Sherlock Holmes - Habits and Personality

Habits and Personality

Watson describes Holmes as "bohemian" in habits and lifestyle. According to Watson, Holmes is an eccentric, with no regard for contemporary standards of tidiness or good order. In The Musgrave Ritual, Watson describes Holmes thus:

Although in his methods of thought he was the neatest and most methodical of mankind ... keeps his cigars in the coal-scuttle, his tobacco in the toe end of a Persian slipper, and his unanswered correspondence transfixed by a jack-knife into the very centre of his wooden mantelpiece ... He had a horror of destroying documents.... Thus month after month his papers accumulated, until every corner of the room was stacked with bundles of manuscript which were on no account to be burned, and which could not be put away save by their owner.

What appears to others as chaos, however, is to Holmes a wealth of useful information. Throughout the stories, Holmes would dive into his apparent mess of random papers and artefacts to retrieve precisely the specific document or eclectic item he was looking for.

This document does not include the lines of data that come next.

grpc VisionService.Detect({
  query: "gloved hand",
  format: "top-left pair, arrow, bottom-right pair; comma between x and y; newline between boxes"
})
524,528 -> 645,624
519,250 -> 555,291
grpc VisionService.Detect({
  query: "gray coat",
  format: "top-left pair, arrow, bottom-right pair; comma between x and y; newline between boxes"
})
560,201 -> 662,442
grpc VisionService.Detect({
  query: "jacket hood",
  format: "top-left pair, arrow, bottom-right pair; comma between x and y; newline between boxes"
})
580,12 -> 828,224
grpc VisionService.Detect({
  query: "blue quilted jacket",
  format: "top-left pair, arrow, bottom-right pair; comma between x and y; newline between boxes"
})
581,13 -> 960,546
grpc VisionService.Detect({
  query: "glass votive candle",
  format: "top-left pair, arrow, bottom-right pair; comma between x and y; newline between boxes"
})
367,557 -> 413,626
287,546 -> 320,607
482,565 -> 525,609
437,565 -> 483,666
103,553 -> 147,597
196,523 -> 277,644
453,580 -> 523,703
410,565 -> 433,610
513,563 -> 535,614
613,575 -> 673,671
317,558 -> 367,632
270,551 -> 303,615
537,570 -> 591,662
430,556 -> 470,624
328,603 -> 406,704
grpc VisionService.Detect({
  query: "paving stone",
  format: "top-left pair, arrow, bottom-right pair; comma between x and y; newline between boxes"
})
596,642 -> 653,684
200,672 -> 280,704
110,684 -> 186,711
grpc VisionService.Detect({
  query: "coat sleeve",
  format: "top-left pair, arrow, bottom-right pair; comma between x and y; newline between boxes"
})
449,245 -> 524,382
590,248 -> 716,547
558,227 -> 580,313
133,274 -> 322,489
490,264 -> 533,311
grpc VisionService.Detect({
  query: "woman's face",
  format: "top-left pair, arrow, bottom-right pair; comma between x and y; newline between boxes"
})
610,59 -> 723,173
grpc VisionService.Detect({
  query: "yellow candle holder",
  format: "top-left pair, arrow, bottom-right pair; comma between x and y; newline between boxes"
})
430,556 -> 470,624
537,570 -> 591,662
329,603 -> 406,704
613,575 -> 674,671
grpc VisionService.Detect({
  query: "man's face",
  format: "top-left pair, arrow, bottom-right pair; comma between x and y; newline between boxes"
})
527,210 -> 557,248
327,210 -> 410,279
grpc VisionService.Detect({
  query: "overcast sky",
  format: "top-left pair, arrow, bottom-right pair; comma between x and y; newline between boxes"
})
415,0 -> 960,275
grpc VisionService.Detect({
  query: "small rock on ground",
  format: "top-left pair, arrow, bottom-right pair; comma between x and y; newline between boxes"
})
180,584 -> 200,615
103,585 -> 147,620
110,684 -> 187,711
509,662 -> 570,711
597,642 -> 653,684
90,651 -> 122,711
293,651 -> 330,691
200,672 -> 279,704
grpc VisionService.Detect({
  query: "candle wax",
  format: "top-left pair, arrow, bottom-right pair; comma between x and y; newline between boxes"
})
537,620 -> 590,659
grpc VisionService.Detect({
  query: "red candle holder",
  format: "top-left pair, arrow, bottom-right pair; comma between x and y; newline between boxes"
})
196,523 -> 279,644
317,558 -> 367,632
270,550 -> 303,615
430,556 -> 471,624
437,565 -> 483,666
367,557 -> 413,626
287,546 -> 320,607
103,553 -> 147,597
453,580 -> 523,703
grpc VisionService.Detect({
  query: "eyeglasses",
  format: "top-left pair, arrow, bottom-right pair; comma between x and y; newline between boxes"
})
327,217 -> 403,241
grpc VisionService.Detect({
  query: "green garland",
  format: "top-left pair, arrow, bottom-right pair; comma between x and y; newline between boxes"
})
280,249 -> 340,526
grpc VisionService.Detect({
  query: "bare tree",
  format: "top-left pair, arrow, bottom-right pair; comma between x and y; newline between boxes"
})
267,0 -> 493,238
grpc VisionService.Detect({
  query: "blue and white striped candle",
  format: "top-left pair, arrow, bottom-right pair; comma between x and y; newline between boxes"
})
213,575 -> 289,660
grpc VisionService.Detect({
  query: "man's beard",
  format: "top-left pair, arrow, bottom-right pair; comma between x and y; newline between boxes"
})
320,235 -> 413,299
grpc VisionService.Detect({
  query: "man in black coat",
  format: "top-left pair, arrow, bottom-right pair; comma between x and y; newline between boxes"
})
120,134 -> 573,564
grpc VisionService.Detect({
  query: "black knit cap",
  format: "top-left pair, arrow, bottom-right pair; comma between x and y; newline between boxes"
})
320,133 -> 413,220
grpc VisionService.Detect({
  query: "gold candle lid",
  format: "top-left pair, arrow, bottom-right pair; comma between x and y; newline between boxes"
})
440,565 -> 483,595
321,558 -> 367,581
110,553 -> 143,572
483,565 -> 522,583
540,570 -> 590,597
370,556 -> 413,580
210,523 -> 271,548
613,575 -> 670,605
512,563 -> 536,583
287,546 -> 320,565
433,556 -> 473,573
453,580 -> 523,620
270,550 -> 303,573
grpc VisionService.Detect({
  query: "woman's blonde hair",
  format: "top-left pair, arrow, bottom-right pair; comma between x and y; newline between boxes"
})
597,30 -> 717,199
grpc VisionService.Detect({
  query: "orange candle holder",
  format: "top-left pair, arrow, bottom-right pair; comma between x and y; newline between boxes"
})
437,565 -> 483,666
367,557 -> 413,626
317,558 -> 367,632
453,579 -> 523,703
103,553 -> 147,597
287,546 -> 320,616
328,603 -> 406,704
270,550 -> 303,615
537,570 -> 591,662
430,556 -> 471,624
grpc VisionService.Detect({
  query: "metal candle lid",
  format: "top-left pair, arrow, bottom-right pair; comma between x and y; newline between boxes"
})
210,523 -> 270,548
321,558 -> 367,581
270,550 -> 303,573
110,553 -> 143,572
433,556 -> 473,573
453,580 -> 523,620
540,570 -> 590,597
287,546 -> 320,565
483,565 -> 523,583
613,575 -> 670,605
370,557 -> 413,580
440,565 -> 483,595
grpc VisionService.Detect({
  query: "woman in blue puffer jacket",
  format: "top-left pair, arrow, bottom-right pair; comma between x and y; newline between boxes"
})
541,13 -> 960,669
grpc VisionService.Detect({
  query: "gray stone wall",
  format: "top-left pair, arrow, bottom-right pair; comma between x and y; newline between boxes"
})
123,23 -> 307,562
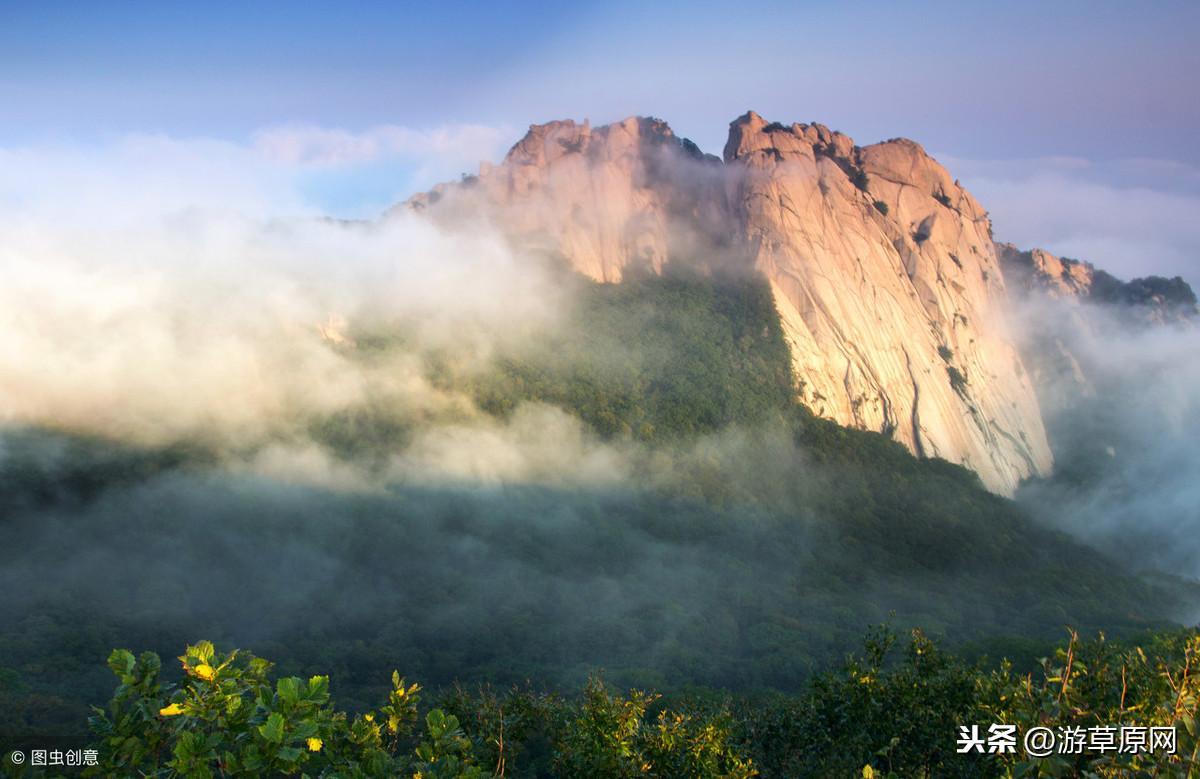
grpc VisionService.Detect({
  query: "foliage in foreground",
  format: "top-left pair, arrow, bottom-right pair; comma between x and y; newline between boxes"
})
28,628 -> 1200,779
84,641 -> 756,779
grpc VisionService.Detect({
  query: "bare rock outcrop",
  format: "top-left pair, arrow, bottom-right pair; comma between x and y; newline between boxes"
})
725,113 -> 1052,493
397,113 -> 1052,495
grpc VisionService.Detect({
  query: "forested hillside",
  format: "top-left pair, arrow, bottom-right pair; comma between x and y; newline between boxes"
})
0,271 -> 1195,775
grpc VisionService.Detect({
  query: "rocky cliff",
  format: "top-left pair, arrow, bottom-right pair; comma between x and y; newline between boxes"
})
996,244 -> 1200,324
400,113 -> 1051,493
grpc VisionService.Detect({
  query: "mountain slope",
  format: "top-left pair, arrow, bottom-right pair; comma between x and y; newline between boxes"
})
403,113 -> 1052,495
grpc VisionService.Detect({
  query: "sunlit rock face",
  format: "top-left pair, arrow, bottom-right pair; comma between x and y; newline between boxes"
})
397,113 -> 1052,495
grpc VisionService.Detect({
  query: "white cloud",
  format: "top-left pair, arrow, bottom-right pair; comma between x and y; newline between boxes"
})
943,157 -> 1200,283
254,125 -> 512,167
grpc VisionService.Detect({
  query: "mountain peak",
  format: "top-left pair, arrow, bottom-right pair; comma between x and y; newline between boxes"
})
393,112 -> 1051,493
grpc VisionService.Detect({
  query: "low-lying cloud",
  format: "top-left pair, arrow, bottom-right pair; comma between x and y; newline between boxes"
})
942,157 -> 1200,282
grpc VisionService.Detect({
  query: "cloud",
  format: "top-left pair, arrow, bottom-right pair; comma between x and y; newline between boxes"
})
942,152 -> 1200,283
0,130 -> 563,453
253,125 -> 512,166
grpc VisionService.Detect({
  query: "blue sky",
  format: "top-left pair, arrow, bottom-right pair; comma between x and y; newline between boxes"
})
0,0 -> 1200,276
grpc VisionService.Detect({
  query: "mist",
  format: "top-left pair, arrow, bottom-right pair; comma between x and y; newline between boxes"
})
1018,290 -> 1200,590
0,126 -> 1195,734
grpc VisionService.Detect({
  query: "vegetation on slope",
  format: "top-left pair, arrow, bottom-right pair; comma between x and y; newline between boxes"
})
0,264 -> 1188,775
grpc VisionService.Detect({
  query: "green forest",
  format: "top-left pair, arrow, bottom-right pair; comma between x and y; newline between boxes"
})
0,268 -> 1200,777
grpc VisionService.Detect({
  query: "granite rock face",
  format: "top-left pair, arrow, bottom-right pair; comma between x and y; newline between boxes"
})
388,113 -> 1052,495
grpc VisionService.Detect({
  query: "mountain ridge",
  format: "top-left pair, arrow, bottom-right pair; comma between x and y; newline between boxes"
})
397,112 -> 1052,495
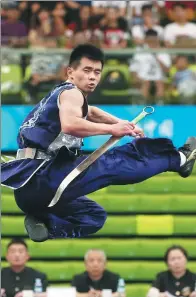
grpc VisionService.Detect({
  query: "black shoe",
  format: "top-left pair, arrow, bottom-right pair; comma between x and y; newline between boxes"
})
24,215 -> 49,242
178,137 -> 196,178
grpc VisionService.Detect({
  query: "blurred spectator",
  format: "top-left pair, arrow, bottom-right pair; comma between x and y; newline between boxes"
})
171,55 -> 196,103
92,1 -> 127,17
165,0 -> 196,21
29,1 -> 41,29
147,245 -> 196,297
128,0 -> 164,25
1,239 -> 48,297
130,29 -> 171,100
72,249 -> 124,297
164,3 -> 196,47
23,53 -> 68,104
100,7 -> 129,49
1,5 -> 27,47
24,8 -> 65,103
18,0 -> 30,28
132,5 -> 163,45
29,8 -> 57,48
65,6 -> 91,48
52,2 -> 67,37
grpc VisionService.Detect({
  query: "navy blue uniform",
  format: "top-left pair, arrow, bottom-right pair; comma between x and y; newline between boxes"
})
2,82 -> 180,238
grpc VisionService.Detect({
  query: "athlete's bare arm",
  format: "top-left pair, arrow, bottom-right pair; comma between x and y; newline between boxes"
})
59,89 -> 135,137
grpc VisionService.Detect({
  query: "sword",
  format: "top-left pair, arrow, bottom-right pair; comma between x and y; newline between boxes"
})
48,106 -> 154,207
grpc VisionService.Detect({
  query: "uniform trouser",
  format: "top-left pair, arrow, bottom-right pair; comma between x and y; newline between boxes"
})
15,138 -> 180,238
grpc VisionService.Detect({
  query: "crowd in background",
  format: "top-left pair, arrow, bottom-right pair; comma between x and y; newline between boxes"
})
1,238 -> 196,297
1,0 -> 196,103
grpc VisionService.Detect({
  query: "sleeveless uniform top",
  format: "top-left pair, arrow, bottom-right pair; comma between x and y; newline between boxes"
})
17,82 -> 88,152
1,81 -> 88,189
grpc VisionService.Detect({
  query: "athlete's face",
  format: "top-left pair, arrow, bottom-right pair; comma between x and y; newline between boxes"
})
6,244 -> 29,267
85,251 -> 106,278
68,57 -> 102,94
167,249 -> 187,273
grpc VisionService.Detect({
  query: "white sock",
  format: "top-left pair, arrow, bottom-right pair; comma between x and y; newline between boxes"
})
179,152 -> 186,167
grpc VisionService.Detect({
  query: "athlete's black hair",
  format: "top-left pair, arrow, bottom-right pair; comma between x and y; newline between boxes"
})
69,44 -> 104,67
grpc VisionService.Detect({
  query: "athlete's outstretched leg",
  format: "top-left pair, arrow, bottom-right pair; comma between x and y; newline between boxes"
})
25,196 -> 107,242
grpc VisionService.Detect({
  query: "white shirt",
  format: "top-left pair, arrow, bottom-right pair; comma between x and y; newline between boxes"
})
129,49 -> 171,81
92,1 -> 127,8
132,25 -> 164,40
164,22 -> 196,44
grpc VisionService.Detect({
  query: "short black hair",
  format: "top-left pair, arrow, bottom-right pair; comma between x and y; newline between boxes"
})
172,2 -> 186,9
69,44 -> 104,67
145,29 -> 158,37
142,4 -> 152,12
7,238 -> 28,250
164,245 -> 188,263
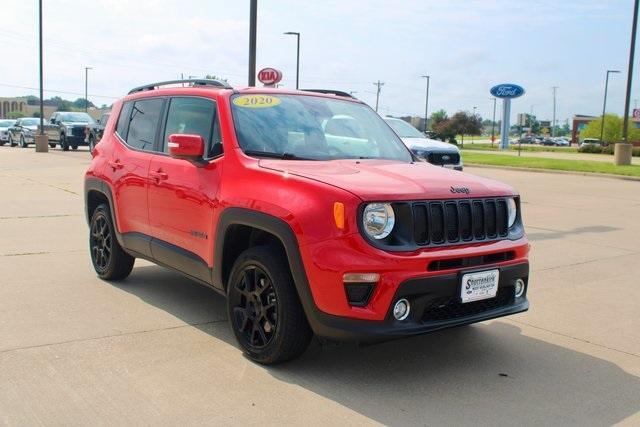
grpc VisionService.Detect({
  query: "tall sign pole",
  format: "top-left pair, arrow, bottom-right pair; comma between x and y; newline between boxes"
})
489,83 -> 524,150
249,0 -> 258,86
622,0 -> 638,143
35,0 -> 49,153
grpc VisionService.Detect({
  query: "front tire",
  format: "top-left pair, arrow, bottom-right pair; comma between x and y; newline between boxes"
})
227,246 -> 313,365
89,204 -> 136,281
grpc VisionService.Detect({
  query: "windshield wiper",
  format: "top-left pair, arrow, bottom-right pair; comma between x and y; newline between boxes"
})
244,150 -> 316,160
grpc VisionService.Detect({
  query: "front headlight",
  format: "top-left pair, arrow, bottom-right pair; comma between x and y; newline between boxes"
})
362,203 -> 396,240
507,198 -> 518,228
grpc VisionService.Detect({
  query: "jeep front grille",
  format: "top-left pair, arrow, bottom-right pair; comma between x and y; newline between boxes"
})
412,198 -> 509,246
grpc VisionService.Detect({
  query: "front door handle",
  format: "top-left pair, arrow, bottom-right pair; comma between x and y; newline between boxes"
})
109,160 -> 124,172
149,169 -> 169,182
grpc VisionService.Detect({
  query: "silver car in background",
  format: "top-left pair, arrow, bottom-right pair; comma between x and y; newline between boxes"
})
384,117 -> 463,171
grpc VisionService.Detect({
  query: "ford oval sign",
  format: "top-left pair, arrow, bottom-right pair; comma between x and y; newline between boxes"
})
491,83 -> 524,98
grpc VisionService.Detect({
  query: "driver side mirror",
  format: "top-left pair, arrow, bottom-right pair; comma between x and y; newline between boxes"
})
167,133 -> 204,162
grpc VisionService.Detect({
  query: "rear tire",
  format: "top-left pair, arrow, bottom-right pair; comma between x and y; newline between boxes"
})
89,204 -> 136,281
227,246 -> 313,365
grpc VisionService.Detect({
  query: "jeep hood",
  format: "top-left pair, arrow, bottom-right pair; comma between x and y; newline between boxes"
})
260,159 -> 517,201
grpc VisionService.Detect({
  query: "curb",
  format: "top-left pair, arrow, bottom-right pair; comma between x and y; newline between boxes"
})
464,162 -> 640,182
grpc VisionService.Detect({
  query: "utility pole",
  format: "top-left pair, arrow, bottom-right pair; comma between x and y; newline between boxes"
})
284,31 -> 300,90
373,80 -> 384,113
551,86 -> 558,138
491,98 -> 498,148
622,0 -> 638,143
34,0 -> 49,153
471,106 -> 478,144
84,67 -> 93,113
600,70 -> 620,144
249,0 -> 258,86
422,76 -> 431,134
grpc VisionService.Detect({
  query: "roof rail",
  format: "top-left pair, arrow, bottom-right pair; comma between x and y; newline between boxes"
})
129,79 -> 232,95
300,89 -> 356,99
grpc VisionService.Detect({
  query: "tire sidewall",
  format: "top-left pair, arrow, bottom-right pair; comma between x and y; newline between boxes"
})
227,246 -> 299,363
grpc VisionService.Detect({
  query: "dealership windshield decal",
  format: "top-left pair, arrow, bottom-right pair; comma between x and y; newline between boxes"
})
491,83 -> 524,98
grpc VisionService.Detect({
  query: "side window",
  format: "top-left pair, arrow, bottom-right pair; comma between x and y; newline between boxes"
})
116,102 -> 133,140
162,97 -> 221,157
126,99 -> 164,151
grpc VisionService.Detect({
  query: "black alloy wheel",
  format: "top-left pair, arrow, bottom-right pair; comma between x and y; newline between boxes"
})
227,245 -> 313,365
89,211 -> 113,273
230,265 -> 278,350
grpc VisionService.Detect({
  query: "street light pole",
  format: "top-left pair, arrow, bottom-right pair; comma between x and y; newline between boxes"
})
84,67 -> 93,113
551,86 -> 558,138
284,31 -> 300,90
600,70 -> 620,144
622,0 -> 638,143
491,98 -> 498,148
38,0 -> 45,135
249,0 -> 258,86
422,76 -> 431,133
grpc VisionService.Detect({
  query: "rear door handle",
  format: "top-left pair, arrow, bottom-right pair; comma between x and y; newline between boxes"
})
149,169 -> 169,181
109,160 -> 124,171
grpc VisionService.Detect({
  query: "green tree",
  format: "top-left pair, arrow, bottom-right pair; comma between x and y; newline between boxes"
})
7,111 -> 24,119
429,109 -> 449,131
580,114 -> 640,144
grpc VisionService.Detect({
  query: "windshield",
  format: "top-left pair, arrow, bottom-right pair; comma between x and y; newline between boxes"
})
385,119 -> 425,138
58,113 -> 93,123
231,94 -> 412,162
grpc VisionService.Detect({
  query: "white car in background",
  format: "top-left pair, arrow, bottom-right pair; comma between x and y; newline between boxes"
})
0,119 -> 16,145
384,117 -> 463,171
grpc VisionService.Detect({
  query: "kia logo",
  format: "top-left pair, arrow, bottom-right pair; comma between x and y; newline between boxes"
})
451,187 -> 471,194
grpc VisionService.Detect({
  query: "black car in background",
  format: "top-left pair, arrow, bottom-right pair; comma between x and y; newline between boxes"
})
45,111 -> 95,151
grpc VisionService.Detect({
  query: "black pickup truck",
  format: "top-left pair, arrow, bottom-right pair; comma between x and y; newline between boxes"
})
45,111 -> 95,151
84,113 -> 109,151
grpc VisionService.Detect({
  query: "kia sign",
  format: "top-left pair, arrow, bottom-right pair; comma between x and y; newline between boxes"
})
491,83 -> 524,98
258,68 -> 282,86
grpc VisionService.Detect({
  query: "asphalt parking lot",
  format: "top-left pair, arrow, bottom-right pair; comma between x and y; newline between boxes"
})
0,146 -> 640,425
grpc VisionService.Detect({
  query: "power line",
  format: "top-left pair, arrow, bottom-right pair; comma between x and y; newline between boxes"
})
0,83 -> 122,99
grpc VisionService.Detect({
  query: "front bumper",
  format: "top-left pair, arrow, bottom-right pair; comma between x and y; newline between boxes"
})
309,262 -> 529,342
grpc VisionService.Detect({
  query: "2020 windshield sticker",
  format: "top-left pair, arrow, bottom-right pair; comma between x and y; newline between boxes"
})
233,95 -> 282,108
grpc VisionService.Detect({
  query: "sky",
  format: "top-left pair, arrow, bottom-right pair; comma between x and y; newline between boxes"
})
0,0 -> 640,123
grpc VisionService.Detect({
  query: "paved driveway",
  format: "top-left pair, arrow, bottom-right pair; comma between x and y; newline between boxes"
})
0,147 -> 640,426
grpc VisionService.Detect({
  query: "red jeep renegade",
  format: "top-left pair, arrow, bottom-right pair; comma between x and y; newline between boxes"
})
85,80 -> 529,363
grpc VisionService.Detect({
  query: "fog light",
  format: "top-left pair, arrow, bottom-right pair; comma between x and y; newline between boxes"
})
515,279 -> 525,298
393,298 -> 411,320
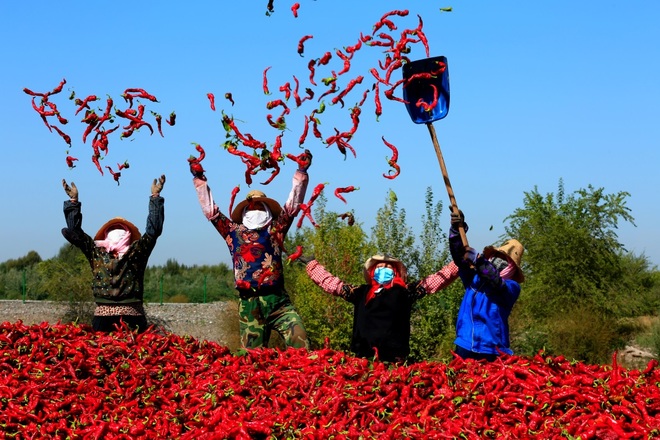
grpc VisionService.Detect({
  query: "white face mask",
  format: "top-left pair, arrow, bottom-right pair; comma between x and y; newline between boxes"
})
243,204 -> 272,229
106,229 -> 126,245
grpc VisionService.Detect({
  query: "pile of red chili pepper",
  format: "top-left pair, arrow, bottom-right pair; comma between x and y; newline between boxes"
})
0,321 -> 660,440
23,79 -> 176,184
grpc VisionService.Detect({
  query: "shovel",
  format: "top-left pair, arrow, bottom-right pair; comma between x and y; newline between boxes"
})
403,56 -> 468,247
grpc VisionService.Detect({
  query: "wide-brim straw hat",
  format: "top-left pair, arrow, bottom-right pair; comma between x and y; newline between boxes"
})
484,238 -> 525,283
363,255 -> 408,284
94,217 -> 141,243
231,189 -> 282,223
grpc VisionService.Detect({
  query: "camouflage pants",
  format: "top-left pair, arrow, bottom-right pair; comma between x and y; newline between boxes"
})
238,293 -> 309,348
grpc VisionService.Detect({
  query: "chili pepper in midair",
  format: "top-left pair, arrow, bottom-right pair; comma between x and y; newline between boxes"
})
291,3 -> 300,18
105,165 -> 121,185
229,185 -> 241,213
51,125 -> 71,146
66,156 -> 78,168
262,66 -> 273,95
286,245 -> 303,264
337,212 -> 355,226
382,136 -> 401,179
335,185 -> 360,203
298,35 -> 314,56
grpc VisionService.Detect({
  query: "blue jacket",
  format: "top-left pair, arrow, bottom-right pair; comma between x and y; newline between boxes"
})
449,229 -> 520,355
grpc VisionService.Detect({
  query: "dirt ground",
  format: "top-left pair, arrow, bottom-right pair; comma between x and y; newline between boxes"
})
0,300 -> 240,350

Watson frequently makes note of Holmes's erratic eating habits. The detective is often described as starving himself at times of intense intellectual activity, such as during "The Adventure of the Norwood Builder", wherein, according to Watson:

had no breakfast for himself, for it was one of his peculiarities that in his more intense moments he would permit himself no food, and I have known him to presume upon his iron strength until he has fainted from pure inanition.

His chronicler does not consider Holmes's habitual use of a pipe, or his less frequent use of cigarettes and cigars, a vice. Even so, it is obvious that Watson has stricter limits than Holmes, and occasionally berated Holmes for creating a "poisonous atmosphere" of tobacco smoke. Holmes himself references Watson's moderation in "The Adventure of the Devil's Foot", saying, "I think, Watson, that I shall resume that course of tobacco-poisoning which you have so often and so justly condemned".

Nor does Watson condemn Holmes's willingness to bend the truth or break the law on behalf of a client (e.g., lying to the police, concealing evidence or breaking into houses) when he feels it morally justifiable. However, Watson did not condone Holmes's plans when they manipulated innocent people, such as when he toyed with a young woman's heart in "The Adventure of Charles Augustus Milverton" although it was done with noble intentions to save many other young women from the clutches of the villainous Milverton.

Holmes is portrayed as a patriot acting on behalf of the government in matters of national security in a number of stories. He also carries out counter-intelligence work in His Last Bow, set at the beginning of World War I. As shooting practice, the detective adorned the wall of his Baker Street lodgings with "VR" (Victoria Regina) in bullet pocks made by his pistol.

Holmes has an ego that at times borders on arrogant, albeit with justification; he draws pleasure from baffling police inspectors with his superior deductions. He does not seek fame, however, and is usually content to allow the police to take public credit for his work. It is often only when Watson publishes his stories that Holmes's role in the case becomes apparent. Because of newspaper articles and Watson's stories, however, Holmes is well known as a detective, and many clients ask for his help instead of or alongside the police.

Holmes is pleased when he is recognised for having superior skills and responds to flattery, as Watson remarks, as a girl does to comments upon her beauty.

Holmes's demeanour is presented as dispassionate and cold. Yet when in the midst of an adventure, Holmes can sparkle with remarkable passion. He has a flair for showmanship and will prepare elaborate traps to capture and expose a culprit, often to impress Watson or one of the Scotland Yard inspectors.

Holmes is a loner and does not strive to make friends, although he values those that he has, and none higher than Watson. He attributes his solitary ways to his particular interests and his mopey disposition. In The Adventure of the Gloria Scott, he tells Watson that during two years at college, he made only one friend, Victor Trevor. Holmes says, "I was never a very sociable fellow, Watson, always rather fond of moping in my rooms and working out my own little methods of thought, so that I never mixed much with the men of my year;... my line of study was quite distinct from that of the other fellows, so that we had no points of contact at all". He is similarly described in A Study in Scarlet as difficult to draw out by young Stamford.